Bu sözün açıklaması şöyle yapılmıştır: Nefsin herhangi bir şeh­veti arzu ettiğini açıkça göstermesi, onu tadan biri olarak tanınma­yı önemsememesinden kaynaklanır. O, din sahipleri nezdinde böy­le bir şehveti tadıyor olarak bilinmek istediği için arzusunu açıkla­maktadır. Bir şehveti tatmayı arzu etmediğini ima etmesi ise, onu tadıyor olmakla tanınmak istememesinden dolayıdır. O, bu lezzeti tadanlar arasında görünmekten hoşlanmaması böyle davranması­na yol açmaktadır.
Cafer-i Sadık da (ra), nefse verilecek en güzel cezanın, sözkonu­su şehveti terketmek olduğunu bildirmiştir. Çünkü nefsin arzu et­tiği bir şehveti, başka şehvetleri için terketmesi, ardından da onu terkeden bir nefs olarak tanınmak istememesi bütün şehvetlerin anasıdır. Bu durumdaki nefs, hoşlanmadığı durumdan daha beter bir hale düşmüş olur. Kendisine bakılması ve halk tarafından övül­mesi arzusunu tatması, nefs için yenilebilir bir lezzeti terketmek-ten aldığı hazdan çok daha büyüktür. Bu duruma 'Gizli Şehvet' (=şehvet-i hafiyye) denilmiştir.
Konuyla ilgili bir hadiste Allah Resulü'nün (sav) şöyle buyurdu­ğu rivayet edilmiştir: "Ümmetim için en çok endişelendiğim husus; riya ve gizli şehvettir".[41][41] Riya; genellikle amellerde görülürken 'giz­li şehvet', arzu ve şehvetleri terketmekle tanınma ve bu şekilde ni­telenme arzusudur.
Alimlerden birine, zahidlerden biri hakkında soru sorulmuştu. Alim sükut etti. Soru sahibi, 'Onunla ilgili sakıncalı bir husus bi­liyor musunuz?' dedi. Bu ısrar üzerine alim şöyle dedi: Onunla ilgili olarak sakıncalı ve çirkin olarak bildiğim tek husus; yalnız ba­şına iken yediklerini, halk içinde yememesidir.
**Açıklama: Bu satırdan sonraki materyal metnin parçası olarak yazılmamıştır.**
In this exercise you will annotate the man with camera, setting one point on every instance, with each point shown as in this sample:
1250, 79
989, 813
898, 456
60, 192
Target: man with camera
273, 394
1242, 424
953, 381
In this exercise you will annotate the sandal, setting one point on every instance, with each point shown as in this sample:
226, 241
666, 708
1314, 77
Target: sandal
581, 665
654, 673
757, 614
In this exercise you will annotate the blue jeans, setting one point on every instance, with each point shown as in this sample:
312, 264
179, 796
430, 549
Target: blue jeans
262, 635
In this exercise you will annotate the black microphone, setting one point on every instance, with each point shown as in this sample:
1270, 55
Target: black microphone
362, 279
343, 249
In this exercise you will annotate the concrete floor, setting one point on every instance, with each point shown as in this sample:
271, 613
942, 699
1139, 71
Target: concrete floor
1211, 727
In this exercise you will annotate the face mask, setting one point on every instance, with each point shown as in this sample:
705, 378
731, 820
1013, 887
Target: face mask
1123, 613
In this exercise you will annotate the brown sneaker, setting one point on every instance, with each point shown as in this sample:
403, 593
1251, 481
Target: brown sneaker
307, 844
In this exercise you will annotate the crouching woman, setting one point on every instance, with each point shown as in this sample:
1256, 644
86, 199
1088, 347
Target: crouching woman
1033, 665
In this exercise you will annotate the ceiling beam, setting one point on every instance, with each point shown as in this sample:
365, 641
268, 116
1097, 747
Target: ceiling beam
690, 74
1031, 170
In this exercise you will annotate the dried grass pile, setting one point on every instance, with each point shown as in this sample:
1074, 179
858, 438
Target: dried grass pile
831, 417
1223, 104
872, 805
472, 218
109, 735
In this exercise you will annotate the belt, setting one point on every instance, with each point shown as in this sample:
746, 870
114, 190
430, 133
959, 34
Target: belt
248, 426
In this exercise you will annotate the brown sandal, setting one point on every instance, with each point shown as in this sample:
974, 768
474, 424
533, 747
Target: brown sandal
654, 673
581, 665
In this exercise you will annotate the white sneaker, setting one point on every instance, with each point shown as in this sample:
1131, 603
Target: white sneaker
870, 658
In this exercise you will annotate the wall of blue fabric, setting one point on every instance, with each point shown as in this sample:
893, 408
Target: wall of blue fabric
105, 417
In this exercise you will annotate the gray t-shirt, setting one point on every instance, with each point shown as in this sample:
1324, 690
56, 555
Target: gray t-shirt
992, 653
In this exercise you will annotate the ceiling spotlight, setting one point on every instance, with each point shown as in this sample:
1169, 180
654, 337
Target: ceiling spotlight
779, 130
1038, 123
Bildiğim tek kusu­ru budur.
Bu, gerçekten de önemli bir kusurdur. Çünkü sıdk sahipleri, halk içinde yediklerini yalnız başlarına iken yemezlerdi. Görüldü­ğü gibi onlar, yukarıdaki zahidin yaptığının tam tersini yapmak­taydılar. Kul, iki tür yemekle karşılaştığında hafif olanı tercih eder, ihtiyacı kadarını ondan karşılamalıdır. Böylelikle ağır olanı yemek­ten kurtulmuş olur. Ehli dünya ise, ağır yemekleri, hafiflerine ter­cih ederler. Böylelikle daha fazla yemiş ve şehvetlerinin azmasına katkıda bulunmuş olurlar.
Ariflerden biri mideyi ceviz çuvalına benzetmiştir. Çuvalda ce­viz alacak yer kalmayınca boşluklara susam doldurmaya girişebi­lirsiniz. Böylelikle çuvalın boş kısımları da susamla dolmuş olur. Mide de çuvala benzer. Ağır bir yemeğin arkasından hafif şeylerle doldurduğunuzda şehvetler yerlerini almaya başlarlar. Doyma ha­linden sonra, öncekine göre çok daha sağlam ve kuvvetli olurlar.
Araplar, yemeğin bu tarzım ayıplar ve asla böyle yemezlerdi. Yemekte izledikleri adet; genellikle etle başlayıp tiritle devam et­mekti. Iraklılar5! kınamak isteyen biri Nabatiler*den birine şöyle demişti: Yoksa sen de, yemeğe kebaptan önce tiritle başlayanlar­dan mısın?
Müridin önüne konulan iki yemek, hüküm bakımından eşit ol­duklarında veya müridin daha iyi olanı bırakma yönünde bir niye­ti bulunmadığında; eğer yemek arzusunu terketmiş ve bunun ar­dından kendisine ikramda bulunulmuş, kendisi de niyeti üzere sa­bit ise iki yemekten daha aşağı olanı yemişinde bir mahzur yoktur.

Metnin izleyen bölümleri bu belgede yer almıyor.